Askin FB, McCann BG, Kuhn C. Arch Pathol Lab Med 1977;101:187-91
Pleural nodules or sheets of histiocytes, admixed with eosinophils, giant cells, and other inflammatory cells are observed frequently in patients with spontaneous pneumothorax. This reaction, designated reactive eosinophillic pleuritis (REP), can closely resemble eosinophilic granuloma. Reactive eosinophilic pleuritis was found in pleural tissue of 22 of 57 patients with spontaneous pneumothorax in whom tissue was available for study. None of these patients had clinical or radiographic evidence of interstitial lung disease. Follow-up of 20 patients with REP ranged from six months to five years. None developed evidence of eosinophilic granuloma. Electron microscopy of one case did not show the Langerhans granules characteristic of the histiocytoses, including eosinophilic granuloma. Reactive eosinophilic pleuritit appears to be a nonspecific reaction to pleural injury, and is not a prodromal feature of pulmonary eosinophilic granuloma.
Authors did not present any biposy evidence yet claimed Eosinophilic Pleurisy.
2. Eosinophilia is found in less than 15% of patients and is generally only present following leakage of antigen from cysts. Without leakage too eosinophil count is rarely normal. One needs care count not eosiniphillia.
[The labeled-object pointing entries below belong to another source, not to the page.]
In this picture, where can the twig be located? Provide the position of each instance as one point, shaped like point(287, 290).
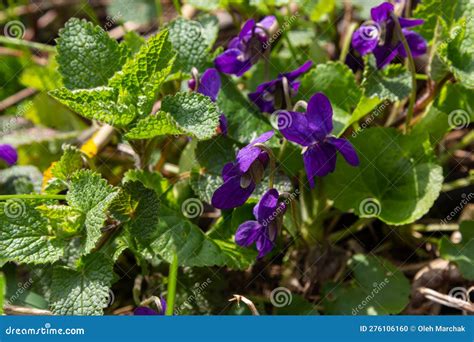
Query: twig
point(248, 302)
point(446, 300)
point(23, 311)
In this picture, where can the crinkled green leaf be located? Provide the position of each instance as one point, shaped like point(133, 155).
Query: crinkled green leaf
point(192, 47)
point(397, 182)
point(83, 291)
point(137, 11)
point(137, 208)
point(99, 104)
point(460, 50)
point(20, 180)
point(142, 76)
point(70, 162)
point(210, 28)
point(193, 113)
point(462, 254)
point(91, 195)
point(392, 83)
point(25, 236)
point(151, 126)
point(87, 56)
point(151, 180)
point(336, 81)
point(378, 288)
point(438, 12)
point(194, 248)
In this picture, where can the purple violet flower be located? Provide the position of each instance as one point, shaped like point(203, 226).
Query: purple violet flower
point(210, 85)
point(263, 232)
point(244, 50)
point(145, 311)
point(8, 154)
point(271, 94)
point(380, 37)
point(312, 130)
point(241, 177)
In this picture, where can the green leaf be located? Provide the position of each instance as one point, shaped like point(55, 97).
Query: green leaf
point(245, 122)
point(460, 50)
point(70, 162)
point(101, 104)
point(142, 76)
point(151, 180)
point(82, 291)
point(392, 83)
point(151, 126)
point(25, 236)
point(91, 195)
point(193, 113)
point(397, 182)
point(214, 153)
point(194, 248)
point(87, 56)
point(210, 28)
point(378, 288)
point(20, 180)
point(192, 47)
point(2, 292)
point(462, 254)
point(133, 42)
point(39, 112)
point(137, 208)
point(445, 13)
point(435, 123)
point(204, 185)
point(137, 11)
point(336, 81)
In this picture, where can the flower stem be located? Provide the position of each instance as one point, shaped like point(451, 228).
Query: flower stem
point(347, 42)
point(172, 280)
point(411, 65)
point(31, 196)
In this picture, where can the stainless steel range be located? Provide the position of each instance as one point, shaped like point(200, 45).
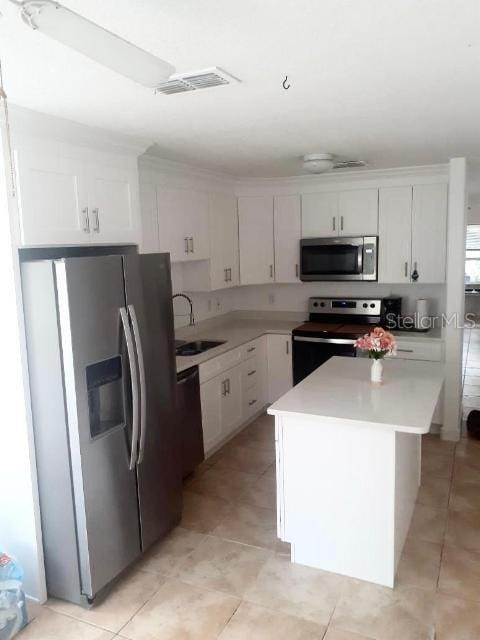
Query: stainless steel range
point(334, 326)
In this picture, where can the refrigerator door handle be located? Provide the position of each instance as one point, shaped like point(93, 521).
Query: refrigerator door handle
point(134, 381)
point(143, 386)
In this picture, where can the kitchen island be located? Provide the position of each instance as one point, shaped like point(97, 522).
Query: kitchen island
point(348, 463)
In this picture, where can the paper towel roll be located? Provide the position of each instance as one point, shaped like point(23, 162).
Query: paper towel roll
point(421, 314)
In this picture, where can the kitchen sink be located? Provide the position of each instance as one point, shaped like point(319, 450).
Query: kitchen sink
point(197, 346)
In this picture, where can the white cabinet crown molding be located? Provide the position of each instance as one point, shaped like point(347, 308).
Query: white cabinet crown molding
point(374, 178)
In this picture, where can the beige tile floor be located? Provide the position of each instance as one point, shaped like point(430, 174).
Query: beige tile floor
point(224, 574)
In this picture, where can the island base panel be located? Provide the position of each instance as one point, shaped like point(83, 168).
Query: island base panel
point(346, 494)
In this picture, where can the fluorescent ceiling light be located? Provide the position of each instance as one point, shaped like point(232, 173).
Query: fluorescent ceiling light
point(97, 43)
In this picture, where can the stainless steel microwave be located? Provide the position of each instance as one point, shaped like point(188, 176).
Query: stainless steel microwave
point(339, 258)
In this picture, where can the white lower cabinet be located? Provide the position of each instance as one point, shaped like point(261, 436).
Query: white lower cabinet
point(70, 196)
point(231, 400)
point(234, 394)
point(211, 400)
point(279, 365)
point(423, 350)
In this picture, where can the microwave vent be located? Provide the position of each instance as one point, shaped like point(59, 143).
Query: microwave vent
point(195, 80)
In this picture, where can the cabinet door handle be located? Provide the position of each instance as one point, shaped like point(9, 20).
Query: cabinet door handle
point(86, 220)
point(96, 226)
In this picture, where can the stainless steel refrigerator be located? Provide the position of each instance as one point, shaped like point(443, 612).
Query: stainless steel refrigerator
point(101, 364)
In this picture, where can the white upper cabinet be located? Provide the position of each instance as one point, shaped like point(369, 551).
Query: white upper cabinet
point(413, 233)
point(113, 203)
point(255, 225)
point(64, 199)
point(319, 215)
point(287, 233)
point(395, 234)
point(358, 212)
point(52, 199)
point(429, 232)
point(221, 270)
point(224, 268)
point(343, 213)
point(183, 223)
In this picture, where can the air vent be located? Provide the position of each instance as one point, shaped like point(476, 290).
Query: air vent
point(349, 164)
point(195, 80)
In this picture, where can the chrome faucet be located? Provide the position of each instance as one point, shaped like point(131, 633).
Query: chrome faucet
point(182, 295)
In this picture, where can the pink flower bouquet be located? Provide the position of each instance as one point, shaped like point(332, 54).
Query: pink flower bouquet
point(378, 343)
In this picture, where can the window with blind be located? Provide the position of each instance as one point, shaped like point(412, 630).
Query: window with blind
point(472, 255)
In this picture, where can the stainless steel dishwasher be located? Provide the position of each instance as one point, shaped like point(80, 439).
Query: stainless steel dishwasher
point(189, 420)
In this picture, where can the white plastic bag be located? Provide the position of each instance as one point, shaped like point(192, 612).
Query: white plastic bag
point(13, 612)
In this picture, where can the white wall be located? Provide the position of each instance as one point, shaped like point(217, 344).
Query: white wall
point(455, 297)
point(20, 531)
point(294, 297)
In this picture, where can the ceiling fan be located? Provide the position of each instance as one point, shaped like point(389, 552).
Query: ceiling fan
point(322, 162)
point(95, 42)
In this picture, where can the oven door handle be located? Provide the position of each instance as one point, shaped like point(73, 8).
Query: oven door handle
point(324, 340)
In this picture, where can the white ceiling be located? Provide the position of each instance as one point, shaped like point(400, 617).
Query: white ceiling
point(395, 83)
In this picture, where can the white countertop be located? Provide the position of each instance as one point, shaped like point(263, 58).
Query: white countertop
point(341, 390)
point(235, 333)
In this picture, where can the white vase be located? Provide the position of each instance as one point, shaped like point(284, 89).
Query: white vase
point(376, 372)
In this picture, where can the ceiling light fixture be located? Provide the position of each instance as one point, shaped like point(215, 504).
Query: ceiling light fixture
point(98, 44)
point(322, 162)
point(318, 162)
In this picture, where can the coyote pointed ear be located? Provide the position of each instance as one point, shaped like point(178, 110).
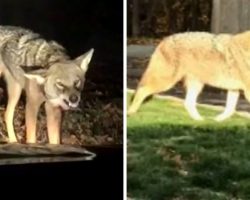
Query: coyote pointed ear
point(84, 60)
point(37, 75)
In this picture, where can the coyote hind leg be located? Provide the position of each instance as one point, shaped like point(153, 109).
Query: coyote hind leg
point(193, 89)
point(232, 98)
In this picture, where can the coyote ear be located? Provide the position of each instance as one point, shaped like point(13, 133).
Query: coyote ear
point(37, 75)
point(38, 78)
point(84, 60)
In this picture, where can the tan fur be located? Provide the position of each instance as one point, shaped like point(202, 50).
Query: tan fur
point(198, 58)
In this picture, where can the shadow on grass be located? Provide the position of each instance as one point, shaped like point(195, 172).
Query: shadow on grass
point(168, 161)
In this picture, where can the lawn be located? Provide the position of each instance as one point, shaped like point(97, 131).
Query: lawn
point(170, 156)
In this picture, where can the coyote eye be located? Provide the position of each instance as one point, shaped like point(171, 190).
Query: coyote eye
point(77, 84)
point(60, 86)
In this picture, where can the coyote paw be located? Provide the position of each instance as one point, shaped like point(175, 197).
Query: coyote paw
point(221, 118)
point(12, 140)
point(131, 112)
point(198, 118)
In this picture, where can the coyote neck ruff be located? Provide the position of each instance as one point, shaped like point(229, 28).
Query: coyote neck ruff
point(46, 73)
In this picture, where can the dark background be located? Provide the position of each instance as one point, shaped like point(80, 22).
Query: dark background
point(78, 25)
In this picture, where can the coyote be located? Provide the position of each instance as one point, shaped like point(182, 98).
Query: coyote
point(46, 73)
point(198, 58)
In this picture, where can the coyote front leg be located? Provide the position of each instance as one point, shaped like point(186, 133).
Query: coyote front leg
point(34, 99)
point(54, 119)
point(232, 98)
point(193, 88)
point(14, 93)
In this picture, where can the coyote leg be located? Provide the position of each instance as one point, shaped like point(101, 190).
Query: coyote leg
point(193, 90)
point(232, 98)
point(33, 102)
point(140, 95)
point(54, 119)
point(14, 93)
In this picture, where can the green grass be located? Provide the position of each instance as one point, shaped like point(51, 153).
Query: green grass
point(170, 156)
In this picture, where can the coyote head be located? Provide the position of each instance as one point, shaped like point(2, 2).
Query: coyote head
point(63, 82)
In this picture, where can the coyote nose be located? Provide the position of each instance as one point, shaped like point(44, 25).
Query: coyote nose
point(73, 98)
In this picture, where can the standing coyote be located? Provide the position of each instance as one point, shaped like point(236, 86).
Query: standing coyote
point(46, 73)
point(198, 58)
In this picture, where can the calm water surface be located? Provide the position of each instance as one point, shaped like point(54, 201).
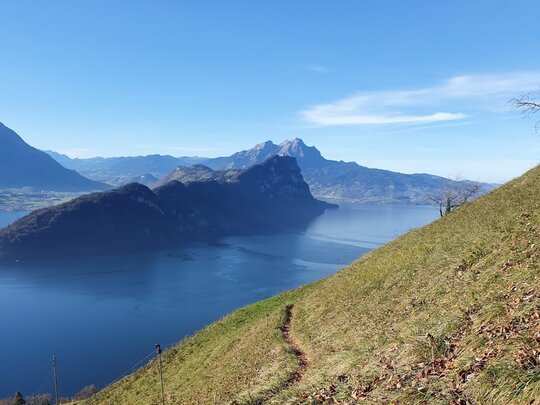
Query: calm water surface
point(100, 316)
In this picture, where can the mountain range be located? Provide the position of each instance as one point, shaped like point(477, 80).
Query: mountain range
point(22, 166)
point(328, 179)
point(264, 198)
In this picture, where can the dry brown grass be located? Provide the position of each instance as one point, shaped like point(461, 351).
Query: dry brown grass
point(444, 314)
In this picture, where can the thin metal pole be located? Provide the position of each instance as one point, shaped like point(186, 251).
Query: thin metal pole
point(55, 381)
point(158, 350)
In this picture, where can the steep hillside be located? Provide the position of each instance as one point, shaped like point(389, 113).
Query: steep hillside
point(264, 198)
point(24, 166)
point(447, 314)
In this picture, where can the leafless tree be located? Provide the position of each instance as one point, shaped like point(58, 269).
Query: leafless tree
point(528, 104)
point(453, 195)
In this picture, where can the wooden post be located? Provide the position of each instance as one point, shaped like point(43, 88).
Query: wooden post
point(158, 350)
point(55, 381)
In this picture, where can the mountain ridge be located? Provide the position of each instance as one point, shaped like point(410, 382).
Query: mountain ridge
point(22, 166)
point(263, 198)
point(331, 180)
point(446, 314)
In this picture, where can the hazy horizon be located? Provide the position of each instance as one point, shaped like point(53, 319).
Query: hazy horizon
point(415, 88)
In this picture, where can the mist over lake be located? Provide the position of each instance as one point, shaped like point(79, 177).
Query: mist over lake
point(101, 315)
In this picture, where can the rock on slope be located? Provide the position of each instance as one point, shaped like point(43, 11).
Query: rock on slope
point(446, 314)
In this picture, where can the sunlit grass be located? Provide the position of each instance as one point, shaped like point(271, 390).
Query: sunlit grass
point(445, 313)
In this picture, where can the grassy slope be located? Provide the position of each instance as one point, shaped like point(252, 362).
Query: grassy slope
point(446, 313)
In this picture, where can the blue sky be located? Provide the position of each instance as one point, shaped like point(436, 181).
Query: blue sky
point(415, 86)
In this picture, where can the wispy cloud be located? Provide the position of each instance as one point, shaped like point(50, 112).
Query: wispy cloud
point(453, 99)
point(317, 69)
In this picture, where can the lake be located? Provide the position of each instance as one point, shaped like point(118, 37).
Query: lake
point(101, 315)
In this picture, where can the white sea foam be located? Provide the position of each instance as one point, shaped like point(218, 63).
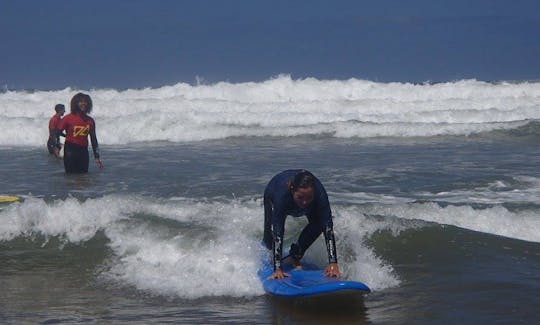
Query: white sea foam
point(280, 107)
point(181, 247)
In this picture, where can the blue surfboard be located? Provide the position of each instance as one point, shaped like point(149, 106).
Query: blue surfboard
point(307, 281)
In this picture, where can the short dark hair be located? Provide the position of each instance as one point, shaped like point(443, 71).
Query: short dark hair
point(303, 179)
point(75, 100)
point(59, 107)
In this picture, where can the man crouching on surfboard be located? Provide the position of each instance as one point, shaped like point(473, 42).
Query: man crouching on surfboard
point(297, 192)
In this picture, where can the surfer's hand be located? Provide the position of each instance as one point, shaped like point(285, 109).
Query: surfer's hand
point(278, 274)
point(332, 269)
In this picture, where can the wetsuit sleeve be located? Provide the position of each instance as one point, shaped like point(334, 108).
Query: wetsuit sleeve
point(57, 131)
point(278, 227)
point(326, 219)
point(93, 139)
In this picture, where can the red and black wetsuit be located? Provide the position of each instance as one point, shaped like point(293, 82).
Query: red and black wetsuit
point(78, 127)
point(54, 138)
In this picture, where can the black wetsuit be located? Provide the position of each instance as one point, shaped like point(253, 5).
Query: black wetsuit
point(279, 202)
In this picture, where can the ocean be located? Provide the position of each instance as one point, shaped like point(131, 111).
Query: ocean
point(434, 189)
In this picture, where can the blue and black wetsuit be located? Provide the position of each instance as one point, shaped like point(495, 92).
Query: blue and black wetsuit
point(279, 202)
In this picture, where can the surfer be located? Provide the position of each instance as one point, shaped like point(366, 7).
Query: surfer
point(78, 125)
point(53, 122)
point(297, 192)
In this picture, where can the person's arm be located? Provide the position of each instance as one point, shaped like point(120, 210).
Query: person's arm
point(325, 213)
point(332, 269)
point(56, 132)
point(278, 225)
point(95, 146)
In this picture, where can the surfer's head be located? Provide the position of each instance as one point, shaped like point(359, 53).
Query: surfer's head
point(60, 108)
point(81, 103)
point(302, 188)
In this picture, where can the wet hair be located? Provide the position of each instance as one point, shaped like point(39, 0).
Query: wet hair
point(59, 107)
point(75, 103)
point(303, 179)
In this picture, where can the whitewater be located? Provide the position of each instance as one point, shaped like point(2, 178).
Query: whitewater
point(280, 107)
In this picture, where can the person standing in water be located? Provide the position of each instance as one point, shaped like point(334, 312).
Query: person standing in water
point(53, 122)
point(78, 126)
point(297, 192)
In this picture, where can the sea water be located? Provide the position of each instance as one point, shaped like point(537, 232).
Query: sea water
point(434, 190)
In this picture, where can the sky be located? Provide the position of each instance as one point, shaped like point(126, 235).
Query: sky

3. Figure 1, One view appears from surface plane and other through mid plane of cyst. To say non-cystic hydatid cyst is a neo-proposition perfectly indigestible.
4. A liver ultrasound scan detected a 35 mm lesion in the right lobe of the liver and at this point we proceeded to analyse hydatid serology. Was it an UltraSound for lung now and liver in next round and abdomen after some time and pelis after next time. Sophisticated instrument in hand, patient on table, procedure safe, facilities plenty becuse England: what could be harm to see all soft organs at one sitting particularly suspecting malignancy or paracytic cysts. How a liver cyst should be pathognomonic of hydatid while in lung it was diagnostic of malignancy on USG.
5. Complication could be avoided if Serology earlier or first.
How one can go to serology first if no suspicion of Hydatid. Should serology for hydatid be advisable for all the cases suspected carcinoma as in this case.
Hypotheses, hence, are lacking support for validity or reason.